I need to merge two dataframes replacing some rows based on string indexes and adding the new rows (new indexes). I'm curious about some kind of standard or efficient way to do it.
# Example: "A" and "B" are columns and "idx" is the index
# Input
# df1
idx A B
a 1 1
b 2 2
c 3 3
# df2
idx A B
a -1 -1
b -2 -2
d -10 -10
f -20 -20
# process
merged_df = replace_and_add(old_df=df_1, new_df=df_2)
# Output
# new_df
idx A B
a -1 -1
b -2 -2
c 3 3
d -10 -10
f -20 -20
CodePudding user response:
You're looking for a concatenation of dataframes, without replication (union distinct). In pandas, you could:
df = pd.concat( [old_df, new_df] ).drop_duplicates()

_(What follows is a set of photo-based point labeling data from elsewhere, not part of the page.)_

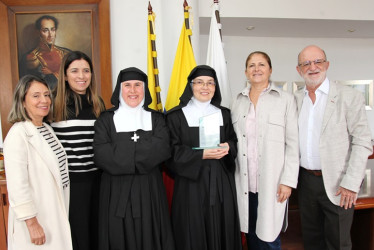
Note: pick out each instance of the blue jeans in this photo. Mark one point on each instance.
(253, 242)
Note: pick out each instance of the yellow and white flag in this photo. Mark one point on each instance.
(153, 80)
(184, 62)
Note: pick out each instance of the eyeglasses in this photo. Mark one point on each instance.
(317, 62)
(201, 83)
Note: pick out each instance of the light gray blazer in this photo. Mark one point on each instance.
(345, 141)
(278, 157)
(35, 189)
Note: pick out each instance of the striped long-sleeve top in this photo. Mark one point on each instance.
(76, 135)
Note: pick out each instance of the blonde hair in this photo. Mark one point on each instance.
(18, 113)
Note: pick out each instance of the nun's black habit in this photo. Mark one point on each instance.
(133, 206)
(204, 207)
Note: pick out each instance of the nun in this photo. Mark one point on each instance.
(131, 142)
(204, 207)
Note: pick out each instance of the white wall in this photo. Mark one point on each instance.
(318, 9)
(350, 59)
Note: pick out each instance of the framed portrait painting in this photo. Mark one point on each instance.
(38, 33)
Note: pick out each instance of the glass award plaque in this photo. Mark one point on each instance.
(209, 131)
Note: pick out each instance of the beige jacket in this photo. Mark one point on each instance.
(35, 189)
(278, 157)
(345, 141)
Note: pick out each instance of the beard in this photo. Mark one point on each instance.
(313, 82)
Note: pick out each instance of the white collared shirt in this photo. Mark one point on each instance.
(310, 124)
(252, 152)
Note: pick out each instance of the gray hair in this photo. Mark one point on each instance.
(18, 112)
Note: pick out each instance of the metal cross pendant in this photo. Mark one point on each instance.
(135, 137)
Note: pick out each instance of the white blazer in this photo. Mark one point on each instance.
(345, 140)
(278, 158)
(35, 189)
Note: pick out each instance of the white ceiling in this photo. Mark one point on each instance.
(283, 27)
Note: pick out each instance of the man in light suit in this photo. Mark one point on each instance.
(335, 142)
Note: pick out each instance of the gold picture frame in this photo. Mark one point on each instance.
(101, 53)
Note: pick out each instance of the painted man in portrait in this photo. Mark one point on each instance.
(44, 60)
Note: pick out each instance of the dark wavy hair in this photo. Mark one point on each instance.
(63, 92)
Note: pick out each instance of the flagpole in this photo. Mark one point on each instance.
(218, 18)
(154, 57)
(186, 19)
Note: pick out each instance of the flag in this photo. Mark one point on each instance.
(153, 80)
(184, 62)
(216, 58)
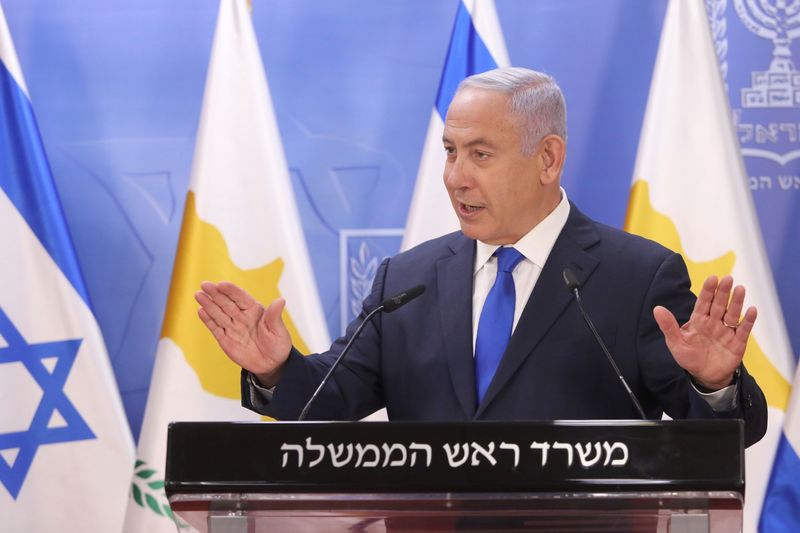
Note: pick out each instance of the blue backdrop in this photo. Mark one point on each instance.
(117, 88)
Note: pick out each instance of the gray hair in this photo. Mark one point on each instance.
(535, 99)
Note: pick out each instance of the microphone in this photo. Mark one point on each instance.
(573, 285)
(389, 305)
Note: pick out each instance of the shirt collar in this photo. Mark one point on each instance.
(537, 243)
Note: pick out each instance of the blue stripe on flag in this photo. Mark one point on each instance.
(781, 510)
(467, 55)
(26, 178)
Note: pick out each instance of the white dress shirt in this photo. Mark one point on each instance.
(535, 246)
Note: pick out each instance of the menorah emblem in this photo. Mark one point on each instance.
(778, 21)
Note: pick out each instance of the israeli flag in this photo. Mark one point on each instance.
(66, 453)
(476, 45)
(781, 510)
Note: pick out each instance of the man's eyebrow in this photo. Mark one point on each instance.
(480, 141)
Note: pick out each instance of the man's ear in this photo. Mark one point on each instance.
(552, 152)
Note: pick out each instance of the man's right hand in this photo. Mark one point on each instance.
(253, 337)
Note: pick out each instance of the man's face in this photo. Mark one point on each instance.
(495, 190)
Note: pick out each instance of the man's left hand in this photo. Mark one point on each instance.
(710, 346)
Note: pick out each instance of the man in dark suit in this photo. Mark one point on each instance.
(441, 356)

CodePudding user response:
You can reindex
your first dataframe with the second one then update
values. It's an efficient way to avoid to create a temporary dataframe:
df1 = df1.reindex(df1.index.union(df2.index))
df1.update(df2)
print(df1)
# Output:
A B
idx
a -1.0 -1.0
b -2.0 -2.0
c 3.0 3.0
d -10.0 -10.0
f -20.0 -20.0
The downside is the dtype which is now float64 instead of int64.